Wagenknecht im Focus-Interview

wagenknecht Fokus InterviewIn ihrer heutigen Team-Sahra-Mail verlinkt Sahra Wagenknecht auf ihr Interview mit Focus-online v. 14.07.19. Sehr aufschlussreich und lesenswert!

Wagenknecht zum Erfolg ihrer "Aufstehen"-Sammlungsbewegung. FOCUS: Ich frage deshalb, weil Ihre Sammlungsbewegung „Aufstehen“ ziemlich erfolglos geblieben ist – gemessen beispielsweise an „Fridays for Future“.

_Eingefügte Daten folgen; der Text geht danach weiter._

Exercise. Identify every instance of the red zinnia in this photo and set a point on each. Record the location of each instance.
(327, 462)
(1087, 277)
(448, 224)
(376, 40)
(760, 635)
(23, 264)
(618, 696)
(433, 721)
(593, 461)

Wagenknecht: Es haben sich bei „Aufstehen“ in kürzester Zeit 170.000 Menschen registriert, überwiegend Parteilose: normale Arbeitnehmer, Ärmere, auch Unternehmer. Die meisten sind bis heute dabei. Richtig ist, dass es schwerer ist, diese Menschen auf die Straße zu bringen als das großstädtische linksliberale Milieu. Und dadurch, dass wir bewusst auf eine Parteigründung verzichtet haben, steht „Aufstehen“ eben auch auf keinem Wahlzettel, obwohl dafür ein Potenzial von bis zu 30 Prozent gemessen wurde.

FOCUS: Hätten Sie sich gewünscht, dass es in Deutschland mehr Demonstrationen wie in Frankreich gegeben hätte?

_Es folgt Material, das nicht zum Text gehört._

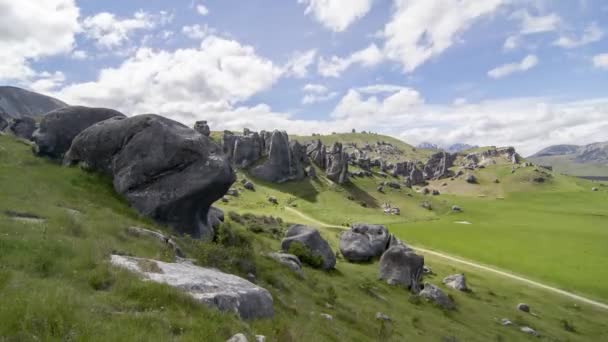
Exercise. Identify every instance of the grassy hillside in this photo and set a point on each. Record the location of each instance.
(407, 152)
(56, 283)
(567, 165)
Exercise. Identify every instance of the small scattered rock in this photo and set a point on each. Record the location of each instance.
(436, 295)
(529, 331)
(382, 317)
(238, 338)
(456, 281)
(327, 316)
(506, 322)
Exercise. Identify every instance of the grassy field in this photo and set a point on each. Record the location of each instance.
(56, 283)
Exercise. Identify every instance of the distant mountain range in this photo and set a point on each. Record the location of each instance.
(454, 148)
(587, 161)
(16, 102)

Wagenknecht: Ja, natürlich.

FOCUS: Warum haben Sie es nicht geschafft, mehr Leute von „Aufstehen“ zur Linkspartei zu ziehen?

Wagenknecht: Das wäre möglich gewesen, wenn sich die Linkspartei-Führung nicht derart abgegrenzt hätte. Die Spitze der Linkspartei und auch die der SPD haben signalisiert: Mit dieser Bewegung wollen wir nichts zu tun haben. Das war nicht gerade einladend.

Hier weitere Auszüge:

FOCUS: Frau Wagenknecht, Sie haben sich nach heftigen Angriffen von Ihren Parteifreunden eine Zeit lang zurückgezogen und angekündigt, nicht wieder für den Fraktionsvorsitz zu kandidieren. Hatten Sie auch mit dem Gedanken gespielt, sich ganz aus der Politik zurückzuziehen?

Sahra Wagenknecht: Darüber denkt man im Leben immer wieder nach. Ich möchte schon politisch noch etwas bewegen. Aber man kann sich auf unterschiedlichen Wegen einmischen, etwa auch publizistisch. Aktuell habe ich mich entschieden, mich weiterhin im Bundestag zu engagieren, aber ich möchte in Zukunft mehr Freiräume haben und raus aus dem extremen Dauerstress. Und deshalb werde ich nicht wieder für den Fraktionsvorsitz kandidieren.

Weitere Zwischenüberschriften aus dem Focus-Interview:

  • Flirt mit Rechts? "Aburde Unterstellung"
  • Klimadebatte der Grünen "völlig verkürzt"
  • Wagenknecht betont "klimazerstörenden Effekt der Globalisierung"
  • Klimapläne der Grünen "elitär" und "arrogant"
  • Grünen-Wähler als Elite?
  • "Technologiewandel im großen Maßstab kann nur der Staat voranbringen"
  • Seriöse Umweltpolitik bei den Grünen? "Ein Irrtum"
  • Hambacher Forst: "Grüne tun so, als hätten sie nichts mit Abholzung zu tun"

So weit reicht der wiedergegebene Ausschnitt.